No Brasil Colônia, o espetáculo lutuoso era usual para as exéquias fúnebres dos ricos e poderosos. A morte era um ato dramático, recoberto de requinte e ostentação. Por exemplo, as barroquíssimas exéquias de Dom João V, em 1750, foram ostensivamente celebradas nas “Minas Geraes”, sobretudo em São João del Rei, Vila Rica e Mariana. O pretexto fúnebre se transformou em requintado espetáculo dramático e se estendeu no tempo e no espaço, demonstrando o gosto de então pela morbidez. O evento fúnebre de antanho, tal qual o de Michael Jackson nada mais é que a teatralização da morte, montada com esmero e adequada à natureza do espetáculo. 

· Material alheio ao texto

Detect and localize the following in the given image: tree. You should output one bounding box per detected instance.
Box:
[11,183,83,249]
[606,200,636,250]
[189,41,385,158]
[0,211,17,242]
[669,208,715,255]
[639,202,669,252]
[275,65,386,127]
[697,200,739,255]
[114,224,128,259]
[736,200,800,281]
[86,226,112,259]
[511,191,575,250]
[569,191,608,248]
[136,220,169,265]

No ginásio do Staples Center, em Los Angeles, uma pompa fúnebre com mais de duas horas de duração foi transmitida diretamente para os mais diversos países. Em torno de um ataúde banhado a ouro (símbolo do poder e da riqueza), avaliado em 25.000 dólares, cerca de 20.000 pessoas acompanharam o evento, seja de longe, pelos telões, ou de perto, num espaço privilegiado, mais próximo ao palco. As cercanias do ginásio foram isoladas para evitar a aproximação de curiosos e eventuais tumultos. Dentro do Staples Center, todos se levantaram com a chegada do cortejo. Ao som de um coral, o rico caixão dourado, coberto de flores vermelhas (símbolo da paixão), foi colocado no centro, entre o palco e a plateia, e iluminado por um canhão de luz. O caixão se manteve fechado, sobre um tablado branco, em formato elíptico, bordejado de arranjos florais, ao fundo, e de arranjos de folhagens, em primeiro plano. O branco do tablado se destacava sobre o carpete azul cobalto do piso. Ao lado do esquife postou-se toda a família Jackson, de preto, em luto fechado: os pais, os dois filhos maiores e os oito irmãos, sendo que estes usavam óculos escuros, terno preto, gravata dourada, rosa vermelha na lapela e luva prateada em uma das mãos, o mesmo tipo de luvas com que Michael costumava se apresentar. Durante todo o evento ouve uma intercalação de cerca de 10 falas e 10 músicas. Além de amigos, parentes e religiosos, apresentaram-se a atriz Brooke Shilds, ex-namorada do astro, a cantora Jennifer Hudson, o músico Steve Wonder, entre outros. Todos estavam visivelmente emocionados e alguns não resistiram às lágrimas. Todos eles, após cada apresentação, cumprimentaram os membros da família Jackson. Uma sequência de imagens, referentes ou não ao que estava sendo apresentado, era projetada no fundo do palco. A cerimônia foi encerrada com vários artistas no palco, cantando “We are the World”, música composta por M.Jackson e Lionel Richie, para ajudar as vítimas da fome na Etiópia. Jackson se imortalizou como rei da música pop e continuará na morte o que foi em vida: um ícone envolto por uma névoa de mistérios.